You mention feeling a kind of dislocation being gay in a hyper religious and political Ireland. If you can, could you expand on this feeling? Do your photos capture a similar feeling in this zine?
To be openly gay in the Northern Irish countryside in the 80s or early 90s would have been a suicidal act. Without any hyperbole or self-pity I’m certain that had I come out at school I’d have been seriously injured if not killed. But that gave me a vivid and rich inner life and an outsider point of view that led to all the good things that have come my way as an adult. I think the people I met and photographed in Rio are able to live with much more agency, and certainly more fearlessly, than I was.
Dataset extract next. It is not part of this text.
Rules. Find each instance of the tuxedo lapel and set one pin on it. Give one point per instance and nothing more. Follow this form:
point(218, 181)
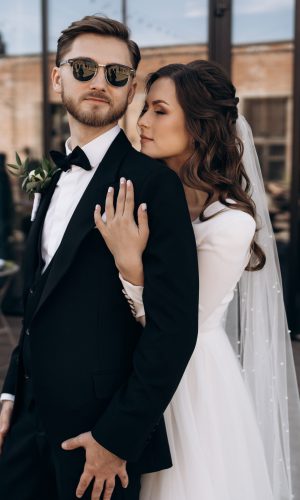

What was your relationship to the subjects of your photos? In what ways did you bond with them, or build some sense of community? (perhaps through the photographic process, through a shared experience, or something else).
I strongly believe in image making as a collaborative process. The days of the photographer being some kind of omnipotent being have long gone (thankfully). So when I’m on a shoot the most important thing to me is that everyone involved either in front of or behind the camera feels like they have agency to be able to be their most creative selves. I think this approach fosters a sense of community on a set. Also many of the folks involved already knew each other - I was lucky to enter existing communities - all I had to do was hold the camera. There is pain and joy in us all, I think I found that connection with the people I photographed.
More generally, how does photographing other people change the way you see yourself; what kind of self-reflection does it invoke?
Before I started taking my own pictures I’d generally seen photographs as simply images of the subject albeit with a certain style invoked by the photographer. Now I tend to see all photography as, to some extent, self portraiture. I also relate to what Joan Didion said about writing - that she did it to find out what she thought about things. I often take pictures instinctively and then on closer study later I understand a bit more about what drove that instinct and what my feelings really are.
Do you have a favourite photograph within the zine or, if not, perhaps a favourite shoot day? Why is or was it your favourite?
I would find it impossible to pick a single image but I would say that the first chapter in the book Studies in Folklore felt the most at home I’ve ever felt on a shoot. I have the producer Rody Oliveira to thank for that, along with the stylist Rafaela Pinah, they pulled together a cast of their friends and we shot in the most spectacularly beautiful location imaginable, a nature reserve near Rody’s home in Barra De Guaratiba, to the south of Rio’s centre. Rafaela was teaching me about Walter Firmo so it became a very educational experience for me. The three models Beatriz, Cristian and Bruno were so inspiring and brilliant. The shoot was free and creative and a lot of fun, it was a dream for me to shoot like this, I’ll never forget that day.
Björk provided lyrics from her song Wanderlust for the introduction to the zine. Why this song in particular? What does Wanderlust (the song or word) mean to you and your work?
The lines from Wanderlust encapsulate how I’ve lived for the past few years, trying to avoid comfort zones and to be fearless about embracing new situations. It works quite literally - as someone who loves to travel - and metaphorically - about life in general. Björk’s words set the tone for the book far better than I ever could.
Do you have plans to travel anywhere new soon with your camera?
No, I’m London now and will likely be here a while. I’m hoping to make two more books to follow this, one on Japan and one shot across Africa. The idea is to have a city, a country and a continent. I‘ve shot these already. Next I’d love to do more studio work, that’s the immediate goal.